AD is an altitude of an isosceles triangle ABC in which AB = AC. Show that
(i) AD bisects BC
(ii) AD bisects ∠A
Solution:
(i) In ∆ABD and ∆ACD
AB = AC (Given)
∠ADB = ∠ADC (each 90°)
AD = AD (Common)
By R.H.S Congruency Condition
∆ABD = ∆ACD ……(i)
∴ BD = CD (By C.P.C.T.)
Therefore, AD bisects BC.
(ii) We have
∆ABD = ∆ACD (from equation (i))
∴ ∠BAD = ∠CAD (By C.P.C.T.)
Therefore, AD bisects ∠A.
Question 3.
Two sides AB and BC and median AM of one triangle ABC are respectively equal to sides PQ and QR and median PN of ∆PQR (see Fig. 7.40).
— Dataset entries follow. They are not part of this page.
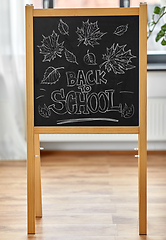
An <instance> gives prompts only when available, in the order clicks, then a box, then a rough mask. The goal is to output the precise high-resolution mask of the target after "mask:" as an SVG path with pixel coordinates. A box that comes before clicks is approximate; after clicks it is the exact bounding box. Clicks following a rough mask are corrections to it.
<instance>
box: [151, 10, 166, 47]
mask: <svg viewBox="0 0 166 240" xmlns="http://www.w3.org/2000/svg"><path fill="white" fill-rule="evenodd" d="M165 8H166V7H162V8H160V7H157V6H156V7H155V8H154V11H153V15H152V20H151V21H150V22H149V23H148V32H147V39H149V37H150V35H151V34H152V32H153V30H154V28H155V27H156V25H157V24H158V22H159V21H160V19H161V18H162V17H163V16H164V15H165V14H166V11H165ZM160 39H161V44H162V45H163V46H166V23H165V24H164V25H163V26H161V29H160V31H159V32H158V33H157V36H156V38H155V40H156V42H158V41H159V40H160Z"/></svg>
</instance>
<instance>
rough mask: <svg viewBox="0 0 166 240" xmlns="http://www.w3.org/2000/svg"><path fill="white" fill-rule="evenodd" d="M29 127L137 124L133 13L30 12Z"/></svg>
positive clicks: (136, 66)
mask: <svg viewBox="0 0 166 240" xmlns="http://www.w3.org/2000/svg"><path fill="white" fill-rule="evenodd" d="M33 31H34V34H33V38H34V41H33V42H34V124H35V126H138V125H139V16H96V17H95V16H76V17H74V16H70V17H69V16H68V17H64V16H62V17H34V18H33Z"/></svg>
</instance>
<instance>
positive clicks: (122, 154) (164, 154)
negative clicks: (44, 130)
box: [41, 150, 166, 156]
mask: <svg viewBox="0 0 166 240" xmlns="http://www.w3.org/2000/svg"><path fill="white" fill-rule="evenodd" d="M78 154H79V155H80V154H81V155H96V154H97V155H138V151H133V150H132V151H130V150H129V151H91V150H90V151H87V150H85V151H82V150H80V151H78V150H76V151H75V150H74V151H73V150H71V151H68V150H67V151H62V150H60V151H55V150H53V151H51V150H42V151H41V156H46V155H78ZM147 154H148V155H166V151H165V150H164V151H163V150H162V151H160V150H159V151H147Z"/></svg>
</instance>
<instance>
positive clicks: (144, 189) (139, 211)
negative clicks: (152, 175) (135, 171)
mask: <svg viewBox="0 0 166 240" xmlns="http://www.w3.org/2000/svg"><path fill="white" fill-rule="evenodd" d="M138 152H139V158H138V178H139V179H138V184H139V185H138V187H139V234H147V147H146V135H145V133H143V132H142V134H139V147H138Z"/></svg>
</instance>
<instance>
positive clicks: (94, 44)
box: [76, 19, 106, 47]
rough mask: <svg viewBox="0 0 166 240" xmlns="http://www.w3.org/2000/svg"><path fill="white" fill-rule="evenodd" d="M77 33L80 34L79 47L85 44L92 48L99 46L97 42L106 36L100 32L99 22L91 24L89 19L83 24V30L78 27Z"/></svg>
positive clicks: (96, 21)
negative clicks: (99, 28)
mask: <svg viewBox="0 0 166 240" xmlns="http://www.w3.org/2000/svg"><path fill="white" fill-rule="evenodd" d="M76 33H77V34H78V41H79V43H78V46H80V44H81V43H83V44H85V45H86V46H88V45H90V46H92V47H94V46H95V45H99V43H98V42H97V41H98V40H101V38H102V37H103V35H105V34H106V33H102V32H100V29H99V27H98V24H97V21H96V22H94V23H92V22H89V19H88V20H87V21H86V22H83V26H82V27H81V28H78V27H77V30H76Z"/></svg>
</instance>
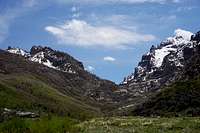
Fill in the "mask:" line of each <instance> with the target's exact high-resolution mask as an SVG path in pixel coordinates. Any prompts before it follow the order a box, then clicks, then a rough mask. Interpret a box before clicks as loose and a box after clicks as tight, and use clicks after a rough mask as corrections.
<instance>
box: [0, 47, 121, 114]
mask: <svg viewBox="0 0 200 133" xmlns="http://www.w3.org/2000/svg"><path fill="white" fill-rule="evenodd" d="M0 86H1V87H0V89H1V90H0V96H1V97H2V98H1V99H0V107H1V109H2V108H7V109H15V110H22V111H23V110H27V111H30V110H32V111H33V112H34V111H36V112H39V113H42V112H43V113H50V112H51V113H56V114H61V115H70V116H73V117H82V116H80V115H83V116H92V115H99V114H102V113H104V112H107V111H109V110H110V109H112V108H114V107H115V104H117V103H118V102H119V100H120V99H119V98H118V97H119V94H118V93H117V91H118V90H119V87H118V86H117V85H116V84H115V83H113V82H111V81H108V80H103V79H100V78H99V77H97V76H95V75H93V74H91V73H89V72H88V71H86V70H85V69H84V66H83V64H82V63H81V62H80V61H78V60H76V59H75V58H73V57H72V56H70V55H69V54H67V53H63V52H59V51H56V50H53V49H51V48H49V47H42V46H33V47H32V48H31V50H30V52H27V51H25V50H22V49H20V48H11V47H9V48H8V49H7V50H6V51H5V50H0Z"/></svg>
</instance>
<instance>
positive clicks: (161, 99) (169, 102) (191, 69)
mask: <svg viewBox="0 0 200 133" xmlns="http://www.w3.org/2000/svg"><path fill="white" fill-rule="evenodd" d="M191 41H192V44H193V47H191V48H185V49H184V53H183V55H184V57H185V58H184V67H183V69H182V72H179V79H178V80H176V81H175V82H174V83H172V84H171V85H169V86H167V87H164V88H162V89H161V91H160V92H159V93H158V94H154V95H153V96H152V97H151V98H150V99H148V100H146V102H144V103H143V104H141V105H139V106H138V107H137V108H136V109H135V110H134V111H133V112H132V113H133V114H134V115H144V116H154V115H161V116H171V115H173V116H179V115H183V116H199V115H200V106H199V105H200V99H199V96H200V79H199V78H200V75H199V74H200V73H199V72H200V60H199V57H200V45H199V32H198V33H197V34H196V35H194V36H192V39H191Z"/></svg>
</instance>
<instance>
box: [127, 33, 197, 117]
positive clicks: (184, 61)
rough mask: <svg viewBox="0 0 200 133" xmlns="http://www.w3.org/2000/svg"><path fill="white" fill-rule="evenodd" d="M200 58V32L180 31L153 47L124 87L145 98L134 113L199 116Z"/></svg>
mask: <svg viewBox="0 0 200 133" xmlns="http://www.w3.org/2000/svg"><path fill="white" fill-rule="evenodd" d="M156 53H157V54H156ZM158 53H159V54H161V55H159V54H158ZM157 55H159V56H158V57H156V56H157ZM157 59H159V60H162V63H158V62H159V61H158V60H157ZM199 59H200V32H197V33H196V34H192V33H190V32H187V31H182V30H177V31H176V35H175V37H173V38H168V39H167V40H166V41H164V42H162V43H161V44H160V45H159V46H158V47H152V48H151V50H150V52H149V53H147V54H145V55H143V57H142V61H141V62H140V63H139V65H138V67H137V68H136V69H135V73H134V74H133V75H131V76H132V77H131V76H129V77H128V78H127V80H125V81H124V84H123V85H124V86H127V87H128V89H133V90H132V93H133V92H139V95H144V96H146V97H145V98H143V100H142V99H141V100H140V104H137V105H136V106H135V107H134V108H132V109H131V110H132V111H131V114H133V115H143V116H154V115H159V116H171V115H173V116H179V115H184V116H186V115H189V116H199V115H200V106H199V105H200V104H199V103H200V99H199V96H200V60H199ZM160 62H161V61H160Z"/></svg>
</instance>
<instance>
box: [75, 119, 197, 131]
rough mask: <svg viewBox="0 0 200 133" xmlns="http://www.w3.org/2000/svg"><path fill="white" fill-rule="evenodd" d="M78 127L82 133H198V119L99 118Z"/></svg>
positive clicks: (93, 119)
mask: <svg viewBox="0 0 200 133" xmlns="http://www.w3.org/2000/svg"><path fill="white" fill-rule="evenodd" d="M79 127H80V128H81V129H82V132H83V133H199V132H200V118H143V117H113V118H99V119H92V120H90V121H86V122H84V123H81V124H79Z"/></svg>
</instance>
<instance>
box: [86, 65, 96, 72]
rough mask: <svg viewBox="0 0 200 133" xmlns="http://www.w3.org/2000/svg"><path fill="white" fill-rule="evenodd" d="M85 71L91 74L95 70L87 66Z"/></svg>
mask: <svg viewBox="0 0 200 133" xmlns="http://www.w3.org/2000/svg"><path fill="white" fill-rule="evenodd" d="M86 70H87V71H89V72H93V71H94V70H95V68H94V67H93V66H87V68H86Z"/></svg>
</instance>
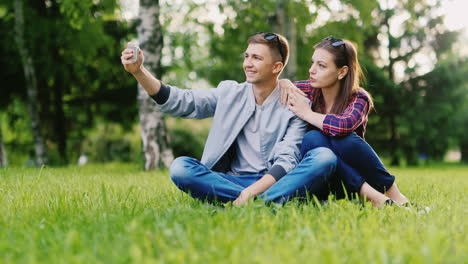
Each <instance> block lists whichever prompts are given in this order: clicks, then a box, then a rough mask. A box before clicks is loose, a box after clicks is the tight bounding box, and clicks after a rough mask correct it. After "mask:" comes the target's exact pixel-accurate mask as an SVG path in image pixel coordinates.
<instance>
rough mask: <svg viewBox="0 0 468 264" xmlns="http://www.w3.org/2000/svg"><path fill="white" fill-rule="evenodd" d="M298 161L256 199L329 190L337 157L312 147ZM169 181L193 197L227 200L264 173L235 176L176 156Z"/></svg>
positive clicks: (270, 197)
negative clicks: (224, 172) (171, 179)
mask: <svg viewBox="0 0 468 264" xmlns="http://www.w3.org/2000/svg"><path fill="white" fill-rule="evenodd" d="M304 154H305V155H303V157H304V158H303V159H302V161H301V162H300V164H299V165H298V166H297V167H296V168H295V169H294V170H292V171H291V172H289V173H288V174H286V175H285V176H284V177H283V178H281V179H279V180H278V182H276V183H275V184H274V185H273V186H271V187H270V188H269V189H268V190H266V191H265V192H264V193H262V194H260V195H259V196H258V198H260V199H262V200H264V201H265V202H274V203H284V202H286V201H287V200H288V199H290V198H292V197H306V196H308V195H320V194H322V193H323V190H325V189H328V182H329V181H330V178H331V177H333V176H334V172H335V166H336V156H335V154H333V152H332V151H331V150H330V149H327V148H314V149H312V150H310V151H308V152H307V153H304ZM170 174H171V179H172V181H173V182H174V183H175V184H176V185H177V187H178V188H179V189H181V190H182V191H184V192H186V193H189V194H190V195H192V196H193V197H194V198H198V199H201V200H207V201H219V202H228V201H233V200H235V199H237V197H239V195H240V193H241V191H242V190H244V189H245V188H246V187H248V186H249V185H251V184H253V183H255V182H256V181H258V180H259V179H260V178H262V177H263V176H264V174H248V175H240V176H234V175H229V174H225V173H220V172H214V171H212V170H210V169H208V168H207V167H206V166H205V165H203V164H202V163H201V162H200V161H198V160H196V159H194V158H189V157H179V158H177V159H175V160H174V162H173V163H172V165H171V168H170Z"/></svg>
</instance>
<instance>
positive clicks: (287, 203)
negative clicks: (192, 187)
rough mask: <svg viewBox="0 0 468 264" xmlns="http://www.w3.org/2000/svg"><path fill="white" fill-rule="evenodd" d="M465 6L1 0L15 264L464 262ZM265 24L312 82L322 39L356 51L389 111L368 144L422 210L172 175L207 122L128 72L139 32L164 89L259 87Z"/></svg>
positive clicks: (304, 78) (346, 0)
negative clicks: (249, 45) (247, 68)
mask: <svg viewBox="0 0 468 264" xmlns="http://www.w3.org/2000/svg"><path fill="white" fill-rule="evenodd" d="M466 7H467V4H466V1H465V0H341V1H339V0H331V1H321V0H294V1H286V0H278V1H273V0H256V1H241V0H238V1H233V0H221V1H213V0H187V1H182V0H174V1H151V0H140V1H136V0H135V1H131V0H125V1H122V2H118V1H117V0H0V39H1V41H0V54H1V56H0V65H1V70H0V80H1V85H0V166H1V167H3V168H0V262H1V263H363V262H364V263H412V264H413V263H466V261H467V259H468V235H467V230H468V222H467V221H466V216H467V215H468V208H467V206H466V205H467V204H468V196H467V195H466V193H467V192H468V177H467V175H468V166H467V165H466V164H465V163H466V162H467V161H468V136H467V133H466V132H465V131H464V129H465V128H466V127H467V126H468V100H467V96H468V36H467V27H468V19H466V11H465V10H466ZM258 31H274V32H279V33H282V34H284V35H285V36H286V37H287V38H288V39H289V40H290V44H291V47H292V54H291V59H290V62H289V64H288V66H287V68H286V70H285V72H284V74H283V76H284V77H286V78H291V79H293V80H298V79H307V76H308V74H307V70H308V68H309V66H310V57H311V55H312V52H313V49H312V47H313V45H314V44H315V43H317V42H319V41H320V40H321V39H323V38H324V37H327V36H329V35H333V36H335V37H340V38H347V39H350V40H352V41H354V42H355V43H356V44H357V46H358V49H359V57H360V61H361V63H362V65H363V66H364V68H365V75H366V77H367V80H366V82H365V83H363V84H362V85H363V86H364V87H365V88H366V89H368V90H369V91H370V92H371V93H372V95H373V97H374V100H375V105H376V110H375V111H373V112H372V113H371V115H370V119H369V124H368V128H367V133H366V140H367V141H368V142H370V144H371V145H372V146H373V147H374V148H375V149H376V150H377V152H378V153H379V155H380V156H381V157H382V158H383V160H384V163H385V164H386V165H388V166H389V169H390V172H391V173H392V174H394V175H396V176H397V183H398V186H399V188H400V189H401V190H402V191H403V193H404V194H405V195H407V196H408V198H409V199H410V200H411V201H413V202H415V203H417V204H418V205H419V206H416V207H415V206H413V207H409V208H400V207H396V206H392V207H385V208H381V209H377V208H373V207H372V206H371V205H370V204H369V203H365V202H362V201H356V200H352V199H345V200H339V201H336V200H334V199H333V196H330V197H329V200H328V201H325V202H319V201H316V200H314V199H313V197H310V198H311V199H308V200H307V201H302V202H299V201H294V200H293V201H290V202H288V203H286V204H285V205H284V206H274V205H271V206H265V205H264V204H263V203H262V202H261V201H252V202H250V203H249V204H247V205H246V206H244V207H233V206H230V205H229V204H225V205H217V206H213V205H211V204H207V203H204V202H203V201H198V200H195V199H192V198H191V197H190V196H189V195H187V194H185V193H183V192H181V191H179V190H178V189H177V188H176V187H175V186H174V184H172V182H171V180H170V178H169V173H168V171H167V169H166V168H165V167H167V166H168V164H170V162H171V160H172V159H173V158H174V157H177V156H181V155H188V156H193V157H198V158H199V157H200V156H201V154H202V151H203V144H204V141H205V139H206V136H207V132H208V129H209V126H210V119H207V120H182V119H177V118H172V117H168V116H164V115H162V114H161V113H160V112H159V111H158V110H157V108H155V107H154V103H153V102H152V101H151V100H149V99H148V97H147V95H146V94H145V93H144V92H142V90H141V88H140V87H138V86H137V83H136V81H135V80H134V79H133V77H132V76H131V75H130V74H129V73H127V72H125V71H124V69H123V67H122V65H121V62H120V55H121V51H122V49H123V48H124V47H125V46H126V43H127V41H129V40H132V39H137V40H139V41H140V46H141V47H142V49H144V50H145V55H146V67H147V68H149V69H151V71H152V72H153V73H155V74H156V76H159V77H160V78H162V80H163V81H164V82H166V83H168V84H172V85H176V86H179V87H184V88H193V89H207V88H208V87H216V85H217V83H218V82H219V81H221V80H224V79H233V80H237V81H239V82H242V81H244V78H245V77H244V73H243V71H242V66H241V65H242V60H243V56H242V53H243V51H244V49H245V47H246V40H247V38H248V37H249V36H251V35H252V34H254V33H255V32H258ZM142 142H146V143H145V144H144V143H142ZM78 163H79V164H81V166H80V165H78ZM348 198H351V197H348ZM349 200H351V201H349ZM425 206H428V207H429V208H430V211H426V210H420V209H421V208H424V207H425ZM407 209H408V210H407Z"/></svg>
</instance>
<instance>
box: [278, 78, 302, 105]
mask: <svg viewBox="0 0 468 264" xmlns="http://www.w3.org/2000/svg"><path fill="white" fill-rule="evenodd" d="M279 85H280V89H281V99H280V100H281V103H282V104H283V105H287V103H288V97H289V95H291V94H298V95H301V96H306V94H305V93H304V92H303V91H301V89H299V88H297V87H296V86H295V85H294V84H293V83H292V82H291V81H290V80H288V79H281V80H279Z"/></svg>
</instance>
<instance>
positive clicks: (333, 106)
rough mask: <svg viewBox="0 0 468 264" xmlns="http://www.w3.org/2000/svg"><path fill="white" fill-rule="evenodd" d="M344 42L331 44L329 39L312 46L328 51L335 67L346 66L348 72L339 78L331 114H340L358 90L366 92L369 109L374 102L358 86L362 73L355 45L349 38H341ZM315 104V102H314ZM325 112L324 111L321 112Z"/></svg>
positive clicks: (339, 67) (367, 92) (372, 106)
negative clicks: (335, 44) (344, 76)
mask: <svg viewBox="0 0 468 264" xmlns="http://www.w3.org/2000/svg"><path fill="white" fill-rule="evenodd" d="M343 41H344V43H345V44H342V45H339V46H336V47H335V46H332V45H331V44H332V42H331V41H330V40H326V39H324V40H322V41H321V42H320V43H318V44H317V45H315V46H314V48H315V49H324V50H326V51H328V52H330V53H331V54H332V55H333V57H334V58H335V60H334V62H335V65H336V67H337V68H341V67H343V66H348V73H347V74H346V76H345V77H344V78H343V79H341V80H340V90H339V91H338V94H337V95H336V98H335V103H334V104H333V107H332V109H331V114H340V113H342V112H344V111H345V109H346V108H347V107H348V104H349V103H350V101H351V100H352V98H353V96H354V95H355V94H357V93H358V92H359V91H362V92H364V93H366V94H367V97H368V98H369V110H370V109H372V108H373V106H374V103H373V102H372V97H371V95H370V94H369V93H368V92H367V91H366V90H364V88H361V87H360V86H359V84H360V82H361V80H364V75H363V73H362V70H361V66H360V64H359V61H358V58H357V50H356V47H355V45H354V44H353V43H352V42H351V41H349V40H345V39H344V40H343ZM314 105H317V104H314ZM314 110H315V111H317V112H320V109H318V108H315V107H314ZM322 114H326V113H322Z"/></svg>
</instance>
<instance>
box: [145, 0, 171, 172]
mask: <svg viewBox="0 0 468 264" xmlns="http://www.w3.org/2000/svg"><path fill="white" fill-rule="evenodd" d="M159 14H160V6H159V0H157V1H154V0H141V1H140V10H139V19H140V21H139V23H138V27H137V31H138V42H139V43H140V47H141V48H142V49H143V50H144V51H145V62H144V63H145V67H146V68H147V69H148V70H149V71H150V72H151V73H152V74H153V75H155V76H157V78H158V79H161V73H162V71H161V51H162V48H163V35H162V30H161V23H160V21H159ZM138 104H139V115H140V126H141V139H142V142H143V155H144V161H145V169H146V170H150V169H156V168H159V167H163V166H165V167H169V165H170V163H171V162H172V160H173V159H174V156H173V154H172V150H171V148H170V146H169V136H168V134H167V129H166V124H165V122H164V119H163V114H162V113H161V111H160V110H159V109H158V108H157V107H156V105H155V103H154V101H153V100H152V99H151V98H150V97H149V96H148V94H147V93H146V91H145V90H144V89H143V87H141V85H138Z"/></svg>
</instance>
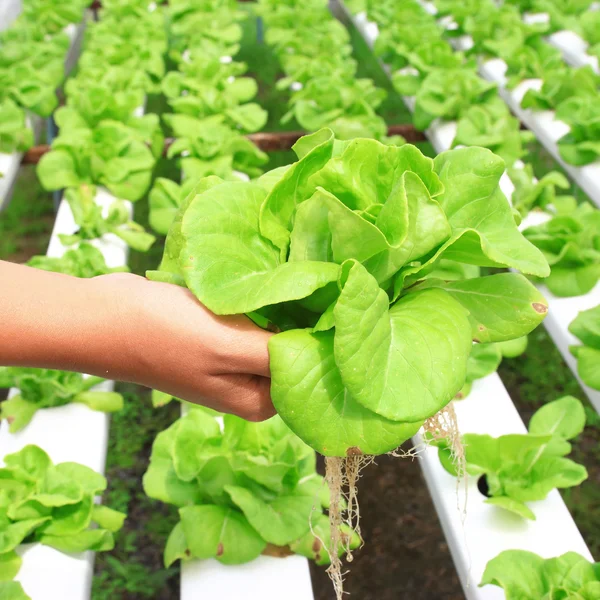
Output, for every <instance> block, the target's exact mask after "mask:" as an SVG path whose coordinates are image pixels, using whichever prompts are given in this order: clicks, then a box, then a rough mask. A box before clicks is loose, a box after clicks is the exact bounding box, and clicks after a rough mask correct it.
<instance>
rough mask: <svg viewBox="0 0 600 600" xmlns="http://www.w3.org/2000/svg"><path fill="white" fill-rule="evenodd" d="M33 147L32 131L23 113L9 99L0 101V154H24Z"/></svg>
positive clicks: (32, 138)
mask: <svg viewBox="0 0 600 600" xmlns="http://www.w3.org/2000/svg"><path fill="white" fill-rule="evenodd" d="M31 146H33V131H32V129H31V128H30V127H28V126H27V121H26V117H25V111H24V110H23V109H22V108H20V107H19V106H18V105H17V104H15V102H13V101H12V100H10V99H8V98H7V99H6V100H3V101H0V152H1V153H2V154H11V153H13V152H24V151H25V150H27V149H29V148H31Z"/></svg>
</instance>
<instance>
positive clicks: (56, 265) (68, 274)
mask: <svg viewBox="0 0 600 600" xmlns="http://www.w3.org/2000/svg"><path fill="white" fill-rule="evenodd" d="M27 264H28V265H29V266H30V267H35V268H36V269H42V270H43V271H52V272H54V273H64V274H65V275H72V276H73V277H80V278H83V279H89V278H91V277H97V276H98V275H107V274H108V273H127V272H129V268H128V267H126V266H123V267H109V266H107V264H106V260H105V259H104V256H103V254H102V252H100V250H98V248H96V247H94V246H92V244H90V243H88V242H82V243H81V244H79V246H77V247H76V248H73V249H71V250H67V251H66V252H65V253H64V254H63V255H62V256H61V257H51V256H43V255H39V256H34V257H33V258H31V259H30V260H29V261H28V262H27Z"/></svg>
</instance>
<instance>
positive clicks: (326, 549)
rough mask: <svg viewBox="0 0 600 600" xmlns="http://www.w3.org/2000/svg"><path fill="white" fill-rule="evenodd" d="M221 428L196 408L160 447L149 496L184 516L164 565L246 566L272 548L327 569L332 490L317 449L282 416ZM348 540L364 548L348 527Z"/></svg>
mask: <svg viewBox="0 0 600 600" xmlns="http://www.w3.org/2000/svg"><path fill="white" fill-rule="evenodd" d="M222 423H223V426H222V428H221V427H220V426H219V423H218V421H217V420H216V419H215V417H214V416H213V415H212V414H209V413H207V412H206V411H204V410H203V409H198V408H194V409H191V410H190V412H189V413H188V414H187V415H186V416H184V417H182V418H181V419H179V420H178V421H177V422H176V423H174V424H173V425H172V426H171V427H169V428H168V429H167V430H166V431H164V432H162V433H160V434H159V435H158V437H157V438H156V441H155V442H154V446H153V449H152V455H151V457H150V466H149V467H148V471H147V472H146V474H145V475H144V490H145V491H146V494H148V496H150V497H151V498H156V499H158V500H161V501H163V502H166V503H168V504H174V505H175V506H178V507H179V515H180V522H179V523H178V524H177V525H176V526H175V528H174V529H173V531H172V532H171V535H170V536H169V539H168V541H167V545H166V548H165V556H164V558H165V566H166V567H169V566H170V565H171V564H172V563H173V562H175V561H176V560H179V559H182V560H190V559H206V558H215V559H216V560H218V561H219V562H221V563H223V564H241V563H245V562H249V561H251V560H254V559H255V558H257V557H258V556H259V555H260V554H262V553H265V552H272V551H273V550H274V549H273V548H271V547H272V546H277V547H280V549H279V551H278V552H279V553H280V554H281V553H282V552H283V554H284V555H285V553H286V552H287V553H298V554H302V555H304V556H307V557H308V558H311V559H313V560H315V561H316V562H317V563H318V564H328V563H329V555H328V553H327V549H326V547H325V545H324V543H323V541H328V540H329V537H330V535H331V531H330V529H329V521H328V519H327V517H325V516H324V515H323V513H322V508H321V506H327V505H328V502H327V494H324V493H323V492H327V488H326V486H325V485H324V481H323V478H322V477H321V476H320V475H318V474H317V472H316V457H315V453H314V451H313V450H312V449H311V448H309V447H308V446H307V445H306V444H304V443H303V442H302V441H301V440H300V439H298V438H297V437H296V436H295V435H294V434H293V433H292V432H291V431H290V430H289V429H288V427H287V426H286V425H285V424H284V423H283V421H282V420H281V419H280V418H279V417H273V418H272V419H270V420H268V421H266V422H264V423H248V422H246V421H243V420H242V419H239V418H238V417H234V416H231V415H225V416H224V417H222ZM311 527H312V529H311ZM344 535H345V536H346V539H345V546H347V547H349V548H355V547H357V546H358V544H359V543H360V538H359V537H358V535H356V534H354V533H353V532H351V531H350V530H349V529H348V528H344Z"/></svg>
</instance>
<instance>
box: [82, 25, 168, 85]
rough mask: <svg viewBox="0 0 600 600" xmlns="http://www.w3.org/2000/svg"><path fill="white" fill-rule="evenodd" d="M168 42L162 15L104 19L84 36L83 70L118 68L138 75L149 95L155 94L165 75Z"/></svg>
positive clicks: (82, 55) (88, 30) (82, 59)
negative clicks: (123, 69) (166, 56)
mask: <svg viewBox="0 0 600 600" xmlns="http://www.w3.org/2000/svg"><path fill="white" fill-rule="evenodd" d="M166 50H167V39H166V30H165V22H164V16H163V15H162V13H147V16H146V17H145V18H144V19H140V18H138V17H125V18H122V19H121V18H119V19H117V18H103V19H101V20H100V21H98V22H96V23H93V24H91V25H90V26H89V27H88V31H87V32H86V40H85V48H84V52H83V54H82V55H81V57H80V59H79V66H80V67H81V68H82V69H88V68H93V67H94V66H96V65H98V64H103V65H112V66H120V67H124V68H127V69H129V71H130V72H132V73H134V72H136V71H141V72H143V73H145V74H146V75H147V77H148V78H149V80H150V82H151V86H150V87H149V90H148V91H158V90H159V89H160V82H161V80H162V78H163V77H164V75H165V71H166V67H165V60H164V54H165V53H166Z"/></svg>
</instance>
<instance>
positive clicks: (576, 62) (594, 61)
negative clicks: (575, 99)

Show that:
(i) ∆ABM ≅ ∆PQN
(ii) ∆ABC ≅ ∆PQR
Solution:
(i) In ∆ABM and ∆PQN
AB = PQ (Given)
BM = QN (Given)
AM = PN (Given)
By S-S-S Congruency Condition,
∆ABM ≅ ∆PQN …..prove (i)
∴ ∠B = ∠Q (By C.P.C.T)
(ii) Now, In ∆ABC and ∆PQR
AB = PQ (Given)
BM = QN (Given)
∴ 2BM = 2QN
or, BC = QR
(Because M and N are respectively the midpoint of side BC and QR)
∠B = ∠Q (Prove above)
By S-A-S Congruency Condition
∆ABC ≅ ∆PQR …….prove (ii)
Question 4.
BE and CF are two equal altitudes of a triangle ABC. Using the R.H.S congruence rule, prove that the triangle ABC is isosceles.
Solution:
In ∆BFC and ∆CEB
CR = BE (Given)
∠BFC = ∠CEB (Each 90°)
BC = BC (Common)
∴ By R-H-S congruency condition,
∆BFC ≅ ∆CEB
∴ ∠B = ∠C (By C.P.C.T)
Therefore, AB = AC (Sides opposite to equal angles of a ∆)
Hence, ∆ABC is isosceles.
Question 5.
ABC is an isosceles triangle with AB = AC. Draw AP ⊥ BC to show that ∠B = ∠C.
Solution:
In ∆ABP and ∆ACP
AB = AC (Given)
∠APB = ∠APC (Each 90°)
AP = AP (Common)
By R-H-S Congruency Condition,
∆ABP ≅ ∆ACP
or, ∠B = ∠C (By C.P.C.T)